Questo concetto è stato teorizzato per la prima volta nel 1971 quando William Ryan pubblica un libro chiamato Blame the victim in risposta a Daniel Patrick Moynihan ed al suo saggio The Negro Family: The Case For National Action del 1965 in cui esponeva il suo pensiero riguardo la formazione dei ghetti e la povertà. Il pensiero di Moynihan è che le persone di colore si autoghettizzino ed autocolpevolizzino, lo scritto di Ryan nasce in risposta a queste affermazioni criticando il comportamento e chiedendosi come fosse possibile arrivare al punto di incolpare la vittima. Da questo momento in poi, il termine

victim-blaming viene usato soprattutto nei casi di violenza e di stupro.

Ciò che porta la vittima ad incolparsi non solo è il senso di vergogna e di giudizio nel sentirsi inadeguata, non all’altezza ma viene anche fortemente influenzata dal punto di vista delle persone attorno: capita sempre più spesso che ci si nasconde dietro affermazioni quali se l’è meritato, poteva scappare, se l’è inventato e così la vittima si sente in colpa per ciò che è successo, alienata.

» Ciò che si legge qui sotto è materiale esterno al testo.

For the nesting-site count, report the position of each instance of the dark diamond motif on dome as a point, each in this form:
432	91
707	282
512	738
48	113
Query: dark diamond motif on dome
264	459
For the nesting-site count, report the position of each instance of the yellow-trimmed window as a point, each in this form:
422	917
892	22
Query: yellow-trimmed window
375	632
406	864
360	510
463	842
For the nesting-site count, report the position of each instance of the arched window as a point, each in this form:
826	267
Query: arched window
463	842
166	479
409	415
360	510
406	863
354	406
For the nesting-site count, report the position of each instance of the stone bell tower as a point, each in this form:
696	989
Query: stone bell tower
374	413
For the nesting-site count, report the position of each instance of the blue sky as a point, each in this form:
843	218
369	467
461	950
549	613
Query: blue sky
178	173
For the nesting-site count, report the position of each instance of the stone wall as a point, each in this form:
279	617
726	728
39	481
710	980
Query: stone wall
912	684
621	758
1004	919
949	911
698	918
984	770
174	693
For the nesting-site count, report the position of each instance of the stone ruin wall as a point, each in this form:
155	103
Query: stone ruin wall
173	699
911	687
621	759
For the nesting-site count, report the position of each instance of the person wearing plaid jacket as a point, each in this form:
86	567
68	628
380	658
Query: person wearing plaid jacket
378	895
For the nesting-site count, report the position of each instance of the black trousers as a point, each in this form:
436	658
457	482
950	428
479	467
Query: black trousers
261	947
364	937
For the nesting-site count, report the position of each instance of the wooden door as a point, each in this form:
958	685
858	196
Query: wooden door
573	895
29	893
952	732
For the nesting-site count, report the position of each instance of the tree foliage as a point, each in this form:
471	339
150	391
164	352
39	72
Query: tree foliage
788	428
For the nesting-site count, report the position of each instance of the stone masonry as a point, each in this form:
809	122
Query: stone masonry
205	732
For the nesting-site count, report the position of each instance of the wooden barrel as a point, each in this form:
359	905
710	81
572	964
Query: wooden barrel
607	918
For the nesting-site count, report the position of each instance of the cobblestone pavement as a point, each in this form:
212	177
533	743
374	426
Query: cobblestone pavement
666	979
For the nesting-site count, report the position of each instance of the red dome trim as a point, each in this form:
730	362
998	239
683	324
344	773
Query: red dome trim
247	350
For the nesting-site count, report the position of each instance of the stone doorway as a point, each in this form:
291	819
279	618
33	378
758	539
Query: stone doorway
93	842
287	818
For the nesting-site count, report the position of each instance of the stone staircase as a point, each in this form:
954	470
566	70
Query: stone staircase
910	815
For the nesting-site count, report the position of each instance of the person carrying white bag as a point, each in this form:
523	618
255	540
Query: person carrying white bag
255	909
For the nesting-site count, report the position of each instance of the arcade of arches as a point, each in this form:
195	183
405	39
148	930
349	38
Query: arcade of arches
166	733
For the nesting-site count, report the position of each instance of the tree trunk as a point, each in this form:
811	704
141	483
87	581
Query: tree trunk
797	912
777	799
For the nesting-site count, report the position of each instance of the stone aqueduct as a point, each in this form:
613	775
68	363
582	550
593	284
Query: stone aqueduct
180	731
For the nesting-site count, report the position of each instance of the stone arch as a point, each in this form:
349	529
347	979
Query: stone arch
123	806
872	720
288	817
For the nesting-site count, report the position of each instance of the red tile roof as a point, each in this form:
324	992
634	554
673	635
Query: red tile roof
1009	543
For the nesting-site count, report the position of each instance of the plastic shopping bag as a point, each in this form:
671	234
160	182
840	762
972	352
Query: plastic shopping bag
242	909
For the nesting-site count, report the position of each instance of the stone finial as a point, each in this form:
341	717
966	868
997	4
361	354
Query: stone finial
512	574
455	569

Altro punto a sfavore è costutito dal tempismo: se la vittima ad esempio non riesce a trovare il coraggio di denunciare, di ribellarsi ma ci riesce anni dopo, allora deve sentirsi in colpa perché o l’ha inventato o la situazione le è andata bene fino a quel momento. In Cina, il victim-blaming è giustificato dal fatto che è una nazione prettamente ancorata alla tradizione: la donna deve rispettare il suo posto e nel momento in cui così non fosse, merita di essere punita, merita di ricevere un trattamento negativo perché non ha rispettato il potere di una persona che automaticamente ed erroneamente si riconosce come superiore. L’assalitore si percepisce come superiore, come autoritario: sente di poter controllare la vittima che in quanto tale è in una situazioone di controllo totale, subisce passivamente.